Georgia Working on 2005 Season
Dave Van Halanger
Dave Van Halanger
Dawgpost.com
Posted Jan 21, 2005


ATHENS - Georgia football fans, being Southern football fans, already are looking forward to the start of the 2005 season.

But for their beloved Bulldogs, and three unheralded coaches, it has already begun.

"We started last Wednesday, and I said, 'This is the second day of the 2005 season football season,'" said Dave Van Halanger, Georgia's strength coach. "The first day was when we whipped Wisconsin. We started as champions of the Outback Bowl and we want to finish as champions of the Rose Bowl."

The Rose Bowl is where the 2005 national championship will be decided. It seems a long way away, but Georgia's strength coaches already have it in sight every day. Van Halanger hands out a different T-shirt for the team's offseason workouts every year. This year's reads: SEC Champions, National Champions, Family.

"That says a lot," Van Halanger said. "We have to shape our family down here, with leaders, with guys that will plug the gaps, with guys who will do the work it takes."

Van Halanger, already a Hall of Famer in his profession, has two full-time assistants, Keith Gray and Clay Walker. Both Gray and Walker were hired as part of Jim Donnan's staff and then retained by Van Halanger.

Gray is a former Virginia Tech linebacker who was a member of the school's most elite strength club - Super Iron Hokie. A four-year player, he never started, but he shaped himself into a contributor in the weight room, he said.

"I got on the field as a player and made the travel squad and all that because of the work I did in the strength program," he said. "I wasn't the best football player, but I worked my butt off, learned my football stuff and was somebody the coaches could depend on. I thought, since that's where I came from, that's where I'd like to be able to help others."

Gray worked as a graduate assistant at Southern Illinois and then as a graduate assistant at Auburn before joining Georgia's staff in 1999. He was promoted to assistant head strength coach in 2003.

Walker, an Abbeville native, was a three-year letterman at Wilcox County High School in football and baseball. He came to Athens to play football in 1999 but a car accident resulted in a cracked vertebrae and the end of his football career.

"I never had thought about coaching," he said. "It never had crossed my mind, but I don't think I could have made a better choice for my life, I really don't. I've learned a lot. I love my work."

After his injury, Walker worked as a student assistant as a position coach and a strength coach. After turning down a spot as a graduate assistant at Wake Forest, he was hired part-time by Van Halanger in 2001. He was promoted to a full-time position in 2003.

Georgia's three strength coaches spend about twice the time with the players as head coach Mark Richt and the rest of the Bulldogs' on-field assistants. The NCAA limits the time on-field coaches can spend with the players, particularly in the offseason, but the strength coaches will be with the players two hours a day, four days a week for the next seven months, Gray estimated.
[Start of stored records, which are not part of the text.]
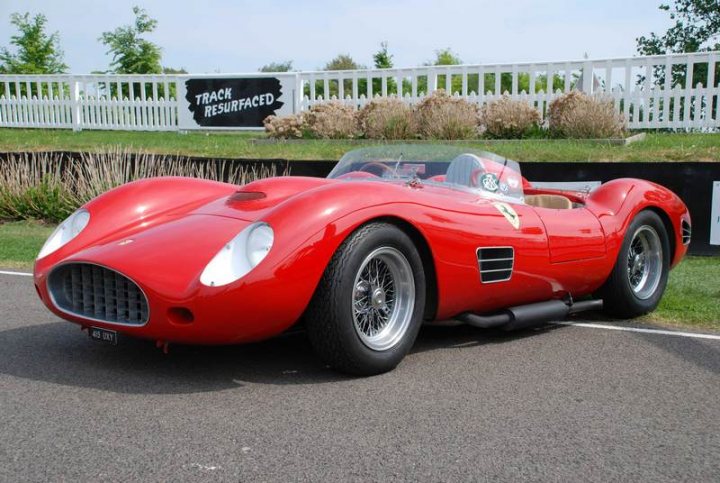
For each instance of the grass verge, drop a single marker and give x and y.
(20, 243)
(691, 299)
(655, 147)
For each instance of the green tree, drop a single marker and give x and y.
(131, 53)
(37, 52)
(277, 67)
(382, 59)
(343, 62)
(696, 28)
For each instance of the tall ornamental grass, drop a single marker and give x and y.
(50, 186)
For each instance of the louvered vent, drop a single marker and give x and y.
(495, 264)
(686, 232)
(98, 293)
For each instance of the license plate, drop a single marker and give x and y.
(103, 335)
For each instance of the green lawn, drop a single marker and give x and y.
(693, 295)
(656, 147)
(691, 299)
(20, 243)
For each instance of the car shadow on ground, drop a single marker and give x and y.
(60, 353)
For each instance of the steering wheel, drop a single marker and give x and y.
(475, 175)
(376, 164)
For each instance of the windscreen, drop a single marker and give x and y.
(455, 167)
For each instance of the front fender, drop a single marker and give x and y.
(136, 206)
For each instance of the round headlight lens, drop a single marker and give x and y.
(239, 255)
(66, 231)
(259, 243)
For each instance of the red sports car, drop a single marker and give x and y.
(395, 236)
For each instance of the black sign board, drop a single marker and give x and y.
(233, 102)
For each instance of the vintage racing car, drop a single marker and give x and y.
(395, 236)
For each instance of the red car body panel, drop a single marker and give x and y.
(161, 233)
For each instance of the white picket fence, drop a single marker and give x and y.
(651, 92)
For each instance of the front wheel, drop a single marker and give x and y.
(368, 307)
(639, 277)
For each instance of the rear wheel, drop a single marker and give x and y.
(368, 307)
(639, 277)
That doesn't include the time Gray and Walker spend working with former Bulldogs who are in the NFL, players who need to meet specific weight goals or supervising the team's year-round 5:45 a.m. discipline running.

"I think trust is built the more time you spend together, it's like your own children, the more time you spend in an enriching environment, the more trust is built," Van Halanger said. "There's a lot of trust down there."

Georgia has two more weeks of lifting and running before it gets to its famed mat drills. That will take up the month that leads into spring practice. After spring ball, it's back to the weight room for summer conditioning.

"So much of what we do isn't just how much they can lift," Gray said. "If a guy can bench press 450 or 460 pounds it really doesn't matter. Ten pounds one way or the other isn't a huge deal. We're not in here to make them weight lifters. We could get all of them to squat 600 pounds and bench 400 pounds, but it doesn't mean that they're going to be football players.

"What we try to do is let them use this part of our program to get them better physically conditioned and mentally conditioned so that when they go to practice, they can practice their skills as a football player better and longer."

They'll do that in relative anonymity for the next right up until Sept. 3, when everybody else's season begins with a game against Boise State in Sanford Stadium.

"I don't care how good the position coach is, if we don't do what we're supposed to do, they're not going to perform on Saturdays," Walker said. "I honestly believe if we don't do our job, then the rest does not matter."